I had a one-on-one meeting with councillor Chris Hazelman (council’s representative on the SAM Advisory Committee) on November 18, 2015. At that meeting the councillor admitted to not having read the 31 page Executive Summary nor the 209 page Final Report ‘Business Case for a new art museum in Shepparton’ at that time, because as he said he was not a councillor on May 19, 2015 when council voted to accept the findings of these reports. However, he has been part of a council that has spent ratepayers money in the pursuit of state and federal funding for the project. I did send an email to him via his council email address on March 6, 2016 with attachments that pointed out issues I had concern about.

I don’t believe he or any of the councillors that voted to spend $1M to commence the design and investigation works for the proposed new SAM have completed a proper due diligence on the project or the report that supports it. Furthermore, is the borrowing of funds a method of committing future councillors into the decision taken by the current councillors?

I urge all residents to provide feedback via the council web site at and also exercise their democratic right at the upcoming council elections to vote out the current councillors.

Yours sincerely,

Michael Curtis




Dear Editor,

It’s great the first stage of GV Heath redevelopment has been funded. What we now need to do is to ensure that the vast majority of the funds are expended on health matters and not excessive car parking for current and the 650 additional staff positions.

Greater Shepparton needs a transport strategy that prioritised walking/cycling paths with secure bicycle parking and shower and change facilities at the hospital for those arriving by bicycle, and some sort of reward for those who elect to walk or cycle.

The hospital, as does the whole of Greater Shepparton, needs an efficient and sophisticated public transit system that links seamlessly with the city public transport system.

The public transit system needs to revolve around some form of electric bus system, that links with a ‘park and ride’ process whereby people would drive to pre-determined locations on the edges of the city and be taken to whatever location they choose in the city, including the hospital. The service would be frequent, 10 minute intervals throughout the day and less during the night. The public transport facilities at the hospital should be covered and centrally located to allow easy access for the public.

We need a transport strategy that sees public transit as the absolute priority, one that articulates the convenience, safety and the broader environmental benefits of living this way.

Applying 20th Century thinking at the hospital with GH Health going it alone with (a multi-storey carpark) would be a temporary solution, but ultimately lead to more traffic difficulties, bringing more staff and public frustrations. We need an integrated approach.

Yours sincerely,

Terry Court




Dear Editor

Election 2016 is now in full swing. Over the coming weeks we will be bombarded with promises from the ALP and counter promises from the LNP. By the end of it the public will be thoroughly bamboozled by both parties. On July 2, voters won’t be sure who they can trust as billions of dollars in promises roll off the lips of the main contenders.
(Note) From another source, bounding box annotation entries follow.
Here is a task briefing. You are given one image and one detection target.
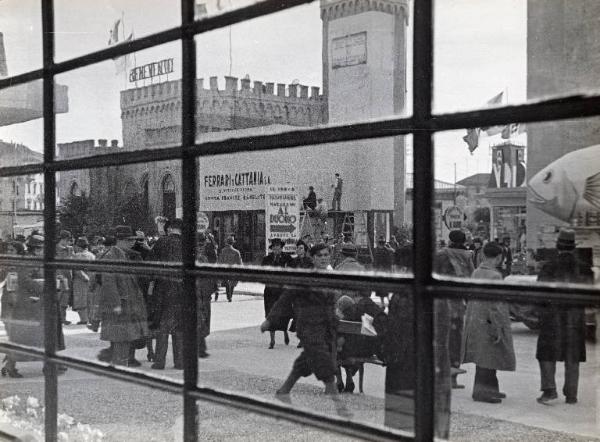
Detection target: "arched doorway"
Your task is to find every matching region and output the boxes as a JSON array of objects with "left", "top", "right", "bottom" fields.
[
  {"left": 162, "top": 175, "right": 176, "bottom": 220},
  {"left": 69, "top": 181, "right": 81, "bottom": 196},
  {"left": 141, "top": 173, "right": 150, "bottom": 215}
]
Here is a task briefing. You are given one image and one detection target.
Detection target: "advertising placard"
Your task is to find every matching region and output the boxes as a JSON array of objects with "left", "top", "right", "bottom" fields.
[{"left": 265, "top": 184, "right": 300, "bottom": 253}]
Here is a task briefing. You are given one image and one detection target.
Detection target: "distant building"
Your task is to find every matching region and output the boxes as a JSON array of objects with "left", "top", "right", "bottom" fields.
[
  {"left": 0, "top": 140, "right": 44, "bottom": 238},
  {"left": 59, "top": 0, "right": 409, "bottom": 261}
]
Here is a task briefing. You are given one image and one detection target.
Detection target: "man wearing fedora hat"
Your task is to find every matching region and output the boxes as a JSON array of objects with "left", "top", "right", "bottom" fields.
[
  {"left": 536, "top": 228, "right": 594, "bottom": 405},
  {"left": 261, "top": 238, "right": 292, "bottom": 349},
  {"left": 56, "top": 230, "right": 74, "bottom": 325},
  {"left": 73, "top": 236, "right": 96, "bottom": 324}
]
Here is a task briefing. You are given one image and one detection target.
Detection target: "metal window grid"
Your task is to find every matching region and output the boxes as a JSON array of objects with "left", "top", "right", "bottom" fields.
[{"left": 0, "top": 0, "right": 600, "bottom": 441}]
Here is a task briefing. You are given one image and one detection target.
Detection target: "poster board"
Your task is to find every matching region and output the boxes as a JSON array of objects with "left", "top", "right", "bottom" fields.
[{"left": 265, "top": 184, "right": 300, "bottom": 253}]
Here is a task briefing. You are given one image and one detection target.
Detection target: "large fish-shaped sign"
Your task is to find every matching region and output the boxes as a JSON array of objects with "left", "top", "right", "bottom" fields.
[{"left": 529, "top": 144, "right": 600, "bottom": 222}]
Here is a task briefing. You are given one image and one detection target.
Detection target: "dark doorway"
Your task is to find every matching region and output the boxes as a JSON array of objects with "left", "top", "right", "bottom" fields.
[{"left": 162, "top": 175, "right": 176, "bottom": 220}]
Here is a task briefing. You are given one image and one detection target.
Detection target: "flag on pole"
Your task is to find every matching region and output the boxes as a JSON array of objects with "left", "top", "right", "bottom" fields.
[
  {"left": 108, "top": 18, "right": 133, "bottom": 75},
  {"left": 463, "top": 91, "right": 504, "bottom": 153},
  {"left": 463, "top": 127, "right": 481, "bottom": 154}
]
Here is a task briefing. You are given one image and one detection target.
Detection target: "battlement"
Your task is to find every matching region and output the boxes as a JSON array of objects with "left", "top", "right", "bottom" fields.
[
  {"left": 57, "top": 138, "right": 120, "bottom": 160},
  {"left": 121, "top": 76, "right": 324, "bottom": 109},
  {"left": 321, "top": 0, "right": 409, "bottom": 21},
  {"left": 121, "top": 76, "right": 327, "bottom": 128}
]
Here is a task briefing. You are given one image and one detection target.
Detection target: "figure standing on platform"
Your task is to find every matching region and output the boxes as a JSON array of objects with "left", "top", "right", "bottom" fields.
[{"left": 302, "top": 186, "right": 317, "bottom": 211}]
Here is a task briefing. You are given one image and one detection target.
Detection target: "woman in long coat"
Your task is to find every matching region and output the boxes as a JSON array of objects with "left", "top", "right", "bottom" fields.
[
  {"left": 95, "top": 242, "right": 149, "bottom": 365},
  {"left": 462, "top": 243, "right": 516, "bottom": 403},
  {"left": 536, "top": 229, "right": 594, "bottom": 404},
  {"left": 261, "top": 238, "right": 292, "bottom": 349},
  {"left": 196, "top": 255, "right": 217, "bottom": 358}
]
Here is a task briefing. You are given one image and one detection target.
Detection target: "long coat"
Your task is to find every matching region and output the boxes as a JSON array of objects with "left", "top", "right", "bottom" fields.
[
  {"left": 73, "top": 250, "right": 96, "bottom": 310},
  {"left": 196, "top": 255, "right": 217, "bottom": 339},
  {"left": 150, "top": 234, "right": 184, "bottom": 334},
  {"left": 261, "top": 253, "right": 292, "bottom": 331},
  {"left": 2, "top": 267, "right": 65, "bottom": 354},
  {"left": 94, "top": 246, "right": 150, "bottom": 342},
  {"left": 536, "top": 253, "right": 594, "bottom": 362},
  {"left": 461, "top": 265, "right": 516, "bottom": 371}
]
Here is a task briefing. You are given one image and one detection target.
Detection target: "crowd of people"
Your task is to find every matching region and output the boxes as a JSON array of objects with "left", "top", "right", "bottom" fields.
[
  {"left": 0, "top": 219, "right": 593, "bottom": 437},
  {"left": 0, "top": 219, "right": 225, "bottom": 377}
]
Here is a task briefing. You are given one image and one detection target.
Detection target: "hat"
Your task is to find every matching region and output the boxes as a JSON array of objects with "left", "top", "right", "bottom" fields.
[
  {"left": 168, "top": 218, "right": 183, "bottom": 230},
  {"left": 269, "top": 238, "right": 285, "bottom": 248},
  {"left": 448, "top": 230, "right": 467, "bottom": 244},
  {"left": 342, "top": 242, "right": 358, "bottom": 255},
  {"left": 556, "top": 228, "right": 575, "bottom": 250},
  {"left": 75, "top": 236, "right": 90, "bottom": 249},
  {"left": 27, "top": 235, "right": 44, "bottom": 248},
  {"left": 126, "top": 230, "right": 146, "bottom": 241},
  {"left": 337, "top": 295, "right": 356, "bottom": 316}
]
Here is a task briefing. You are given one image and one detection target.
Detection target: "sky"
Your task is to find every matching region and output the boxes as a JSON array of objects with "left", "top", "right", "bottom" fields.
[{"left": 0, "top": 0, "right": 527, "bottom": 182}]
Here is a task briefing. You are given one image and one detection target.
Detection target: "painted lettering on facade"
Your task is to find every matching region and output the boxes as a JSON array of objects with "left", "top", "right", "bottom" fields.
[{"left": 129, "top": 58, "right": 173, "bottom": 83}]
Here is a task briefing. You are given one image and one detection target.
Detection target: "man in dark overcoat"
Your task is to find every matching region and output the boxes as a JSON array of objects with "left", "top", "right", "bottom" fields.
[
  {"left": 260, "top": 243, "right": 338, "bottom": 395},
  {"left": 536, "top": 229, "right": 594, "bottom": 404},
  {"left": 150, "top": 218, "right": 184, "bottom": 370},
  {"left": 261, "top": 238, "right": 292, "bottom": 349}
]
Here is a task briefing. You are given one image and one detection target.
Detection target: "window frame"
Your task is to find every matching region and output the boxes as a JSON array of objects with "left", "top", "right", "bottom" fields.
[{"left": 0, "top": 0, "right": 600, "bottom": 441}]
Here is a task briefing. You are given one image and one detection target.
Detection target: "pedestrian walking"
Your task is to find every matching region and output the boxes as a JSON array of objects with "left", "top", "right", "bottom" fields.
[
  {"left": 331, "top": 173, "right": 344, "bottom": 211},
  {"left": 434, "top": 230, "right": 474, "bottom": 388},
  {"left": 536, "top": 228, "right": 594, "bottom": 404},
  {"left": 260, "top": 243, "right": 337, "bottom": 395},
  {"left": 73, "top": 236, "right": 96, "bottom": 324},
  {"left": 196, "top": 250, "right": 217, "bottom": 358},
  {"left": 462, "top": 243, "right": 516, "bottom": 404},
  {"left": 56, "top": 230, "right": 74, "bottom": 325},
  {"left": 218, "top": 236, "right": 242, "bottom": 302},
  {"left": 373, "top": 236, "right": 394, "bottom": 307},
  {"left": 92, "top": 235, "right": 149, "bottom": 366},
  {"left": 261, "top": 238, "right": 292, "bottom": 349},
  {"left": 151, "top": 218, "right": 184, "bottom": 370}
]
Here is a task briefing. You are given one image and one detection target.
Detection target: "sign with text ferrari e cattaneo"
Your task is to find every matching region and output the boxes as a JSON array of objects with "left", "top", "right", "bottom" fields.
[{"left": 265, "top": 185, "right": 300, "bottom": 253}]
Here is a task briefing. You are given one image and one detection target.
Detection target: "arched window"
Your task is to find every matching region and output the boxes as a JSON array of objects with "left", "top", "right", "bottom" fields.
[
  {"left": 141, "top": 173, "right": 150, "bottom": 215},
  {"left": 162, "top": 175, "right": 176, "bottom": 219},
  {"left": 69, "top": 181, "right": 81, "bottom": 196}
]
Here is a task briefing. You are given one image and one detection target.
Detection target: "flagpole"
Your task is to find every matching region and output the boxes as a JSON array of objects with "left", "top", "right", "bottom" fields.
[{"left": 229, "top": 26, "right": 233, "bottom": 77}]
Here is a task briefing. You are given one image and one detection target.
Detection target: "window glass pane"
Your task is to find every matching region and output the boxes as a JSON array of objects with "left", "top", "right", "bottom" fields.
[
  {"left": 0, "top": 262, "right": 45, "bottom": 352},
  {"left": 0, "top": 0, "right": 42, "bottom": 77},
  {"left": 197, "top": 278, "right": 414, "bottom": 432},
  {"left": 0, "top": 80, "right": 44, "bottom": 162},
  {"left": 198, "top": 401, "right": 362, "bottom": 442},
  {"left": 433, "top": 118, "right": 600, "bottom": 284},
  {"left": 197, "top": 1, "right": 410, "bottom": 134},
  {"left": 435, "top": 299, "right": 600, "bottom": 440},
  {"left": 54, "top": 0, "right": 181, "bottom": 66},
  {"left": 59, "top": 268, "right": 183, "bottom": 380},
  {"left": 58, "top": 368, "right": 183, "bottom": 442},
  {"left": 56, "top": 161, "right": 182, "bottom": 261},
  {"left": 198, "top": 136, "right": 412, "bottom": 272},
  {"left": 56, "top": 43, "right": 181, "bottom": 159},
  {"left": 0, "top": 354, "right": 45, "bottom": 440},
  {"left": 434, "top": 0, "right": 600, "bottom": 112}
]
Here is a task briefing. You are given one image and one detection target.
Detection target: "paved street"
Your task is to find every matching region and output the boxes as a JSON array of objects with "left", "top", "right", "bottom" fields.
[{"left": 0, "top": 284, "right": 600, "bottom": 441}]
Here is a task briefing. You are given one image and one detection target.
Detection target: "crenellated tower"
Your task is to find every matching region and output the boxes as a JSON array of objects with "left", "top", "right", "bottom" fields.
[{"left": 321, "top": 0, "right": 409, "bottom": 225}]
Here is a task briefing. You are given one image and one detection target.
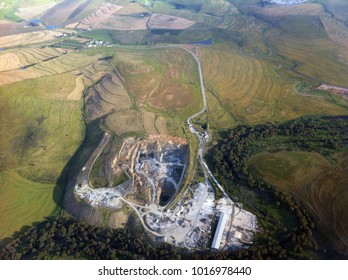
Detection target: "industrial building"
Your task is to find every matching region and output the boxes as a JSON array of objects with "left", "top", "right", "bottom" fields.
[{"left": 211, "top": 213, "right": 228, "bottom": 250}]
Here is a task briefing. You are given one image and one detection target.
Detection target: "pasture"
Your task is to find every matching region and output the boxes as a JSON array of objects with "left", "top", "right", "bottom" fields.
[
  {"left": 0, "top": 171, "right": 58, "bottom": 240},
  {"left": 0, "top": 48, "right": 110, "bottom": 239},
  {"left": 249, "top": 151, "right": 348, "bottom": 255},
  {"left": 200, "top": 45, "right": 347, "bottom": 129}
]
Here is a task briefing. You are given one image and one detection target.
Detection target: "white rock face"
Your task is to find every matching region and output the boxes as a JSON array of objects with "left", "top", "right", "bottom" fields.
[{"left": 261, "top": 0, "right": 310, "bottom": 5}]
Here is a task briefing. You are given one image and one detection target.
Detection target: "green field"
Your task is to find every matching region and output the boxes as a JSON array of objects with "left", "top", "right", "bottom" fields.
[
  {"left": 0, "top": 49, "right": 111, "bottom": 239},
  {"left": 249, "top": 152, "right": 348, "bottom": 255},
  {"left": 0, "top": 171, "right": 62, "bottom": 239},
  {"left": 200, "top": 45, "right": 347, "bottom": 129}
]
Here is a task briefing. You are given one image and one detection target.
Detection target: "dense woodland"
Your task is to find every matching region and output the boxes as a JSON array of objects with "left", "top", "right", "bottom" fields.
[{"left": 0, "top": 117, "right": 348, "bottom": 259}]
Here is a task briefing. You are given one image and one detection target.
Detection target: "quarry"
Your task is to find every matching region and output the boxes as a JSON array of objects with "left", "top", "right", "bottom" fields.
[{"left": 74, "top": 135, "right": 257, "bottom": 250}]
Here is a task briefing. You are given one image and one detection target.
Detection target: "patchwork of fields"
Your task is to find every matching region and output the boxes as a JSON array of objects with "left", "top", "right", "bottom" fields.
[{"left": 0, "top": 0, "right": 348, "bottom": 258}]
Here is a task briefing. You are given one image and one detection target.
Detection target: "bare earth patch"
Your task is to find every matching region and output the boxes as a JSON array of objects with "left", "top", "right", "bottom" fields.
[
  {"left": 148, "top": 14, "right": 195, "bottom": 29},
  {"left": 77, "top": 3, "right": 124, "bottom": 28},
  {"left": 246, "top": 3, "right": 325, "bottom": 17},
  {"left": 0, "top": 53, "right": 22, "bottom": 71},
  {"left": 115, "top": 3, "right": 148, "bottom": 15},
  {"left": 0, "top": 30, "right": 61, "bottom": 48},
  {"left": 316, "top": 84, "right": 348, "bottom": 99},
  {"left": 68, "top": 76, "right": 85, "bottom": 100},
  {"left": 16, "top": 2, "right": 57, "bottom": 19}
]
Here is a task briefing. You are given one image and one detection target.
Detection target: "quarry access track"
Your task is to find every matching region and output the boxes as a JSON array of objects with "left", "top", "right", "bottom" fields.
[{"left": 184, "top": 47, "right": 229, "bottom": 198}]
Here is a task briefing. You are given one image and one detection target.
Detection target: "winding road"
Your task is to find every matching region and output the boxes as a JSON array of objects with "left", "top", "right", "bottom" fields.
[{"left": 182, "top": 47, "right": 229, "bottom": 198}]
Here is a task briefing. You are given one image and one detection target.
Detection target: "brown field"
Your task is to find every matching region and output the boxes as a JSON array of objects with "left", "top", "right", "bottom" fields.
[
  {"left": 148, "top": 13, "right": 195, "bottom": 29},
  {"left": 320, "top": 16, "right": 348, "bottom": 51},
  {"left": 115, "top": 48, "right": 201, "bottom": 118},
  {"left": 79, "top": 14, "right": 149, "bottom": 30},
  {"left": 16, "top": 2, "right": 57, "bottom": 19},
  {"left": 0, "top": 70, "right": 42, "bottom": 85},
  {"left": 143, "top": 112, "right": 158, "bottom": 134},
  {"left": 115, "top": 3, "right": 148, "bottom": 15},
  {"left": 105, "top": 110, "right": 144, "bottom": 135},
  {"left": 243, "top": 3, "right": 325, "bottom": 17},
  {"left": 249, "top": 152, "right": 348, "bottom": 254},
  {"left": 0, "top": 48, "right": 110, "bottom": 85},
  {"left": 143, "top": 111, "right": 168, "bottom": 135},
  {"left": 0, "top": 53, "right": 23, "bottom": 71},
  {"left": 266, "top": 22, "right": 348, "bottom": 87},
  {"left": 67, "top": 76, "right": 85, "bottom": 100},
  {"left": 87, "top": 72, "right": 132, "bottom": 120},
  {"left": 77, "top": 3, "right": 123, "bottom": 28},
  {"left": 155, "top": 116, "right": 168, "bottom": 135},
  {"left": 0, "top": 30, "right": 61, "bottom": 48}
]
Politics is a dirty game in which the main party candidates will make outlandish promises, and the day after the election they will have forgotten they ever said such-and-such.

It’s time for the public to turn away from both the ALP and LNP. Past history proves that we can’t trust them. It’s time to give independents and minor parties a go. If it weren’t for compulsory attendance at a polling booth the public would stay away in droves.

We have seen it here in the recent QLD council elections wherein candidates said they would keep rates to the CPI or a rate freeze, only to vote for an increase at the first council meeting. With a four year term ahead of them they think the public will forget how deceitful they were. The ‘feds’ want a four year term too and next year will see a referendum to achieve that.

It’s time to say no to the lot of them.